Custom tests are found in `tests/test_*.py` and are run with pytest.

#### Running

Here's how to run the tests.

```sh
# Generate assets from sample .proto files required by the tests
poe generate
# Run the tests
poe test
```

To run tests as they are run in CI (with tox) run:

```sh
poe full-test
```

### (Re)compiling Google Well-known Types

Betterproto includes compiled versions for Google's well-known types at [src/aristaproto/lib/google](src/aristaproto/lib/google).
Be sure to regenerate these files when modifying the plugin output format, and validate by running the tests.

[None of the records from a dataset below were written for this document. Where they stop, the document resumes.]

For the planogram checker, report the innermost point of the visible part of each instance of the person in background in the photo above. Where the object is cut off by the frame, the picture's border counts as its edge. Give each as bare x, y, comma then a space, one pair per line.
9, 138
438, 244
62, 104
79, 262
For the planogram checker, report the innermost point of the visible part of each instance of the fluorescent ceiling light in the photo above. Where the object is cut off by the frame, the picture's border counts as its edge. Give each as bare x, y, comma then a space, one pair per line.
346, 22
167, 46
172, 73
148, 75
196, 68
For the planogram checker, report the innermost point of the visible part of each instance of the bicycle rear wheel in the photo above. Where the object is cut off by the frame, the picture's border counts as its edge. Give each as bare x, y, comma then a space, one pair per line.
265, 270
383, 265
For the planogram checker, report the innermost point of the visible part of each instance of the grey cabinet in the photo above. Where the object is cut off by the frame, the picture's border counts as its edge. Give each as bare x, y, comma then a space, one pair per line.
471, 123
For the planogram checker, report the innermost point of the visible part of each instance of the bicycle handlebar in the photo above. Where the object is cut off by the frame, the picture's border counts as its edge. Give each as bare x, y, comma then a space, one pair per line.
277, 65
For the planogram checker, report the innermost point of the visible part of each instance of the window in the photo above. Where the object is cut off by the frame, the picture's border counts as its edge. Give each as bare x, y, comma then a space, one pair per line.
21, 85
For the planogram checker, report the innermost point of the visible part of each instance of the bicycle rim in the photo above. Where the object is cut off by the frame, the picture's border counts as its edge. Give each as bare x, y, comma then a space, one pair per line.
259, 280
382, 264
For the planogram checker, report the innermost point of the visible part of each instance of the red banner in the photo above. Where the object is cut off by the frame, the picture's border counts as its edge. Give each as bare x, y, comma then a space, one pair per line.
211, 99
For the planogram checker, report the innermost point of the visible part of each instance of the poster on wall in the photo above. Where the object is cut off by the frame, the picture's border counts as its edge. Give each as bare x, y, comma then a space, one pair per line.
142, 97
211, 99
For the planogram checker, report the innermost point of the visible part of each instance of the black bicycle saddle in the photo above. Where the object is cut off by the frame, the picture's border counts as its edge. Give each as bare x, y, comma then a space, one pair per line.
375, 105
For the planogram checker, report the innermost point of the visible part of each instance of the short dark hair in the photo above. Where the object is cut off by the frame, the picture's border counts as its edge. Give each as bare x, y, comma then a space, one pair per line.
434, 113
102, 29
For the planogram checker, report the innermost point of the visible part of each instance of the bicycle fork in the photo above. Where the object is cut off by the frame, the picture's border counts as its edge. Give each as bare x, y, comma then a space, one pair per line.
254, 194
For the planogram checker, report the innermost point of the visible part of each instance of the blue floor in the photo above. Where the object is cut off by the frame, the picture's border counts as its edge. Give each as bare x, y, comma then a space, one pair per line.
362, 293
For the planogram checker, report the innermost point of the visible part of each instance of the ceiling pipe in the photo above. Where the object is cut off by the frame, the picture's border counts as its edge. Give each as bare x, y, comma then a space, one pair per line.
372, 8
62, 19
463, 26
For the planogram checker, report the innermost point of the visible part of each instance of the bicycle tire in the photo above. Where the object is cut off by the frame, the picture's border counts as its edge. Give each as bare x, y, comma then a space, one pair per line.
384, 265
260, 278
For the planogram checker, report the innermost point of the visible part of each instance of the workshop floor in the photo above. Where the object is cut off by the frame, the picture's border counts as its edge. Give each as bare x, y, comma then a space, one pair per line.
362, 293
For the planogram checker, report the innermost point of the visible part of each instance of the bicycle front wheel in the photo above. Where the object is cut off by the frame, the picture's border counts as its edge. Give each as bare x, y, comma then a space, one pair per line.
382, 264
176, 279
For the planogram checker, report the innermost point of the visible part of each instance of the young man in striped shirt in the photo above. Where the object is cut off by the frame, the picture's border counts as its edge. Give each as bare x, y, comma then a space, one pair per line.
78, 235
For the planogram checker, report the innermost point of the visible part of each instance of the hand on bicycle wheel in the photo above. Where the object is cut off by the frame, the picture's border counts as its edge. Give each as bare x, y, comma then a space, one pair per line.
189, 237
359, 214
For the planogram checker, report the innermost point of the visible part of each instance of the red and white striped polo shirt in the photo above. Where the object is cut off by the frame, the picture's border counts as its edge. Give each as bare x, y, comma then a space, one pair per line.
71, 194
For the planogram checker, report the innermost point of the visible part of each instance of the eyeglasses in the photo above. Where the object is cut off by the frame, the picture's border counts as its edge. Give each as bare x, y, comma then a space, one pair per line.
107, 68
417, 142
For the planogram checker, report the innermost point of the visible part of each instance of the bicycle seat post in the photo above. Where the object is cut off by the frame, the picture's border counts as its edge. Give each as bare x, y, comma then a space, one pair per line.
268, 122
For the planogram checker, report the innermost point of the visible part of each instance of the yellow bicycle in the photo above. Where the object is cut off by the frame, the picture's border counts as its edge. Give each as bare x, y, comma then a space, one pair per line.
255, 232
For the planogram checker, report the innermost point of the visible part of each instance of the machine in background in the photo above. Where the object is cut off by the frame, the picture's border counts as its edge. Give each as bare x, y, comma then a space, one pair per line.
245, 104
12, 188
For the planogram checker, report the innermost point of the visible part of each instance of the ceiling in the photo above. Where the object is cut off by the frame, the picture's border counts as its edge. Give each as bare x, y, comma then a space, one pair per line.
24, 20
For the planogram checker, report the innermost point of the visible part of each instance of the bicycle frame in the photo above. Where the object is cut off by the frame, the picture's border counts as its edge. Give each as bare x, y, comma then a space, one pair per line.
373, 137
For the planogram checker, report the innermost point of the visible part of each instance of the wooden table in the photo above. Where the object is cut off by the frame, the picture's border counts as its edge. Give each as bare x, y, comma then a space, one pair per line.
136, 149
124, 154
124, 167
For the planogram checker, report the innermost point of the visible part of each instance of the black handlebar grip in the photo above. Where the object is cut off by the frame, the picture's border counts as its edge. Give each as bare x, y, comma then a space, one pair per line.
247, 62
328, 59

Normally, the plugin does not compile any references to `google.protobuf`, since they are pre-compiled. To force compilation of `google.protobuf`, use the option `--custom_opt=INCLUDE_GOOGLE`.

Assuming your `google.protobuf` source files (included with all releases of `protoc`) are located in `/usr/local/include`, you can regenerate them as follows:

```sh
protoc \
    --plugin=protoc-gen-custom=src/aristaproto/plugin/main.py \
    --custom_opt=INCLUDE_GOOGLE \
    --custom_out=src/aristaproto/lib \
    -I /usr/local/include/ \
    /usr/local/include/google/protobuf/*.proto
```

## License

Copyright 2023 Arista Networks

Copyright 2019-2023 Daniel G. Taylor

This software is free to use under the MIT license. See the [LICENSE](./LICENSE.md) file for license text.